Die Beklagte schuldet dem Kläger Erstattung der im Hinblick auf die vorgerichtliche Geltendmachung des Ausgleichszahlungsanspruchs angefallenen Rechtsanwaltskosten (Art. 12 I 1 Verordnung EG Nr. 261/04 i.V.m. §§ 631, 280 I,257 BGB):
Dem Kläger stand gemäß Art. 7 I a FluggastrechteVO ein Ausgleichsanspruch in Höhe von jeweils 250,00 € zu. Es wurde nicht streitig gestellt, dass der für den Kläger für den 28.10.2013 von D… nach B… gebuchte Flug FR… sein Ziel statt planmäßig am 28.10.2013, 13:30 Uhr erst um 20:05 Uhr erreichte. Eine Verspätung um mehr als 3 Stunden steht nach der zutreffenden Ansicht des Europäischen Gerichtshofs (NJW 2013, 1291) einer Flugannullierung gleich. Entlastungsgründe im Sinne des Art. 5 III FluggastrechteVO trug die insofern darlegungsbelastete Beklagte nicht vor.
Die Beauftragung eines Rechtsanwalts zur vorgerichtlichen Geltendmachung von Ausgleichszahlungsansprüchen stellt sich regelmäßig als zweckdienliche Rechtsverfolgungsmaßnahme dar (ausführlich: AG Bremen, NJW-RR 2014, 1142). Die diesbezüglichen Kosten hat das beklagte Luftfahrtunternehmen durch seine Schlechtleistung zurechenbar veranlasst. Somit sind die Rechtsanwaltsgebühren als Schaden im Sinne der §§ 280I, 249,257 BGB zu bewerten.

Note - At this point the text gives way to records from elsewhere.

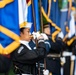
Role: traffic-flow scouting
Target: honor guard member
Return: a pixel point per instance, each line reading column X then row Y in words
column 67, row 53
column 53, row 53
column 24, row 57
column 73, row 58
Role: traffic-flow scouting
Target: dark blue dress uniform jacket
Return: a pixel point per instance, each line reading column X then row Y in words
column 26, row 59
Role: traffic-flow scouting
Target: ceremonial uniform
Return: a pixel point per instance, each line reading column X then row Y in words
column 24, row 58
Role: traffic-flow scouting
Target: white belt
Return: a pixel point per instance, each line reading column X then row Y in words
column 24, row 74
column 67, row 53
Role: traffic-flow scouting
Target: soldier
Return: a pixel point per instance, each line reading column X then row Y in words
column 24, row 57
column 53, row 54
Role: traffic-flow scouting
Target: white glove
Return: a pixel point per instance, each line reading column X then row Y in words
column 63, row 59
column 44, row 36
column 45, row 72
column 36, row 35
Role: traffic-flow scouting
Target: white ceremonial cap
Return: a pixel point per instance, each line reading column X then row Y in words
column 26, row 25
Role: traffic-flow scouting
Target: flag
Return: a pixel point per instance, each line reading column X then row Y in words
column 45, row 5
column 72, row 25
column 31, row 16
column 9, row 26
column 63, row 17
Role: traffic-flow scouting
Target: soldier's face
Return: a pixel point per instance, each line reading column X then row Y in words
column 25, row 35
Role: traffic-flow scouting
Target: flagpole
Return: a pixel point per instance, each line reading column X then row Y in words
column 35, row 31
column 41, row 19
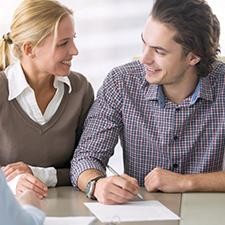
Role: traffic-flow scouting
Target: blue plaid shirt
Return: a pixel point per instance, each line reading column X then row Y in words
column 154, row 132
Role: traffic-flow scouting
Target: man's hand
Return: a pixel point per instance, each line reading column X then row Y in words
column 14, row 169
column 164, row 180
column 116, row 189
column 29, row 182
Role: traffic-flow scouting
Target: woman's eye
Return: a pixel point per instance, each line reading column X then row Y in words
column 63, row 44
column 159, row 51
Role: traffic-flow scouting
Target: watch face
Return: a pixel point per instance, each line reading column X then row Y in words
column 89, row 190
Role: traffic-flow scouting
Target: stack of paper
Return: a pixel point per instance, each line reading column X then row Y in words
column 132, row 211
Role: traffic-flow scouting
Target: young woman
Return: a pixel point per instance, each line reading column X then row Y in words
column 42, row 103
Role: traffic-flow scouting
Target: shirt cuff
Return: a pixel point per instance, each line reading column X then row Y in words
column 13, row 183
column 46, row 175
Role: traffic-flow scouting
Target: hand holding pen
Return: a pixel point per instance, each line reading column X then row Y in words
column 115, row 173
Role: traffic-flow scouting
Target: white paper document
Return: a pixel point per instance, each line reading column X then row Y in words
column 81, row 220
column 131, row 211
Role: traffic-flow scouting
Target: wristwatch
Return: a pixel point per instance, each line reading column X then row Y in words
column 90, row 188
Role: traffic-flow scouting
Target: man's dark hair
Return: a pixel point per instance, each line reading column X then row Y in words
column 198, row 29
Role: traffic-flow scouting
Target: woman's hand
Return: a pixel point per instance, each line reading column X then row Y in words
column 13, row 169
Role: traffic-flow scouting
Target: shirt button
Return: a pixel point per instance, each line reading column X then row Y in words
column 175, row 165
column 175, row 138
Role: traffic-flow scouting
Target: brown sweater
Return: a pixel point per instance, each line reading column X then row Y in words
column 51, row 144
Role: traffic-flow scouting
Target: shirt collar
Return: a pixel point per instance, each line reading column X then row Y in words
column 17, row 82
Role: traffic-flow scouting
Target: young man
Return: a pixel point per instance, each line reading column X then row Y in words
column 12, row 213
column 168, row 110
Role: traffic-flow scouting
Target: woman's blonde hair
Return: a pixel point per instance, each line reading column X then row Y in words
column 33, row 21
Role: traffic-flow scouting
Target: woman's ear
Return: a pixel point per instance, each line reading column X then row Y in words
column 193, row 59
column 27, row 49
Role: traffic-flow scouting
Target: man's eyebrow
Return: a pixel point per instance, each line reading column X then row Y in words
column 154, row 47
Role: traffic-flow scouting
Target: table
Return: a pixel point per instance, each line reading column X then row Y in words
column 65, row 201
column 203, row 209
column 193, row 208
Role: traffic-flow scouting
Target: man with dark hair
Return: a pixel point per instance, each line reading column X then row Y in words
column 168, row 110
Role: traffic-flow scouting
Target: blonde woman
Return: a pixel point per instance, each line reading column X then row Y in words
column 42, row 103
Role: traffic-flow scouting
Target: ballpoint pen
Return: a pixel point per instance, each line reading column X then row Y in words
column 115, row 173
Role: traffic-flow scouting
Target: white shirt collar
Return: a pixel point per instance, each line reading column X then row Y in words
column 17, row 82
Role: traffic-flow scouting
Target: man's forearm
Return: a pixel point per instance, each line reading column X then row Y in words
column 86, row 176
column 214, row 181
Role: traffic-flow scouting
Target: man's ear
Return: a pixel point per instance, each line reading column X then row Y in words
column 27, row 49
column 193, row 59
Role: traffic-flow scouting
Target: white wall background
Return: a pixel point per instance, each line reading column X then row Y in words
column 108, row 34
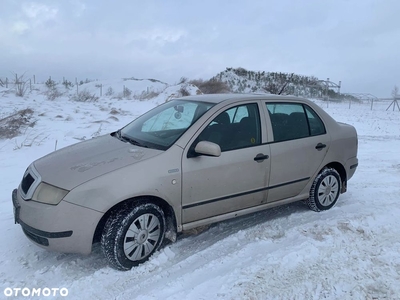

Die Beklagte hatte hinreichend Zeit, den am 28.10.2013 fällig gewordenen Anspruch zu erfüllen; die vorgerichtliche Mandatierung – anwaltliches Schreiben vom 03.01.2014 – erfolgte nicht zur Unzeit. Dem Luftfahrtunternehmen ist nach Treu und Glauben allenfalls ein Prüfungs- und Verwaltungs/Erfüllungsfrist von vier Wochen zuzubilligen (vgl. KG Berlin, NJW 2008, 2656; OLG Saarbrücken, MDR 2007, 1190 für Haftpflichtschaden; LG Köln, Schaden-Praxis 2014, 26 für sofortiges Anerkenntnis nach Verkehrsunfall; AG Bremen, Urteil vom 20. Juni 2013 – 9 C 0131/13, 9 C 131/13 -, juris für die Forderungshöhe beziffernde Rechnung).
Der auf Freistellung von den Gebühren gerichtete Schadensersatzanspruch (§ 257 S. 1 BGB) folgt unmittelbar aus § 280 I BGB; auf eine vorangehende Inverzugsetzung kommt es nicht an (AG Bremen, a.a.O.). Im Übrigen wurde die Beklagte vorliegend mit Schreiben der Firma f… GmbH vom 05.11.2013 gemahnt. Die Beklagte befand sich im Zeitpunkt der Mandatierung – nach Ablauf der Prüfungsfrist – also auch im Zahlungsverzug.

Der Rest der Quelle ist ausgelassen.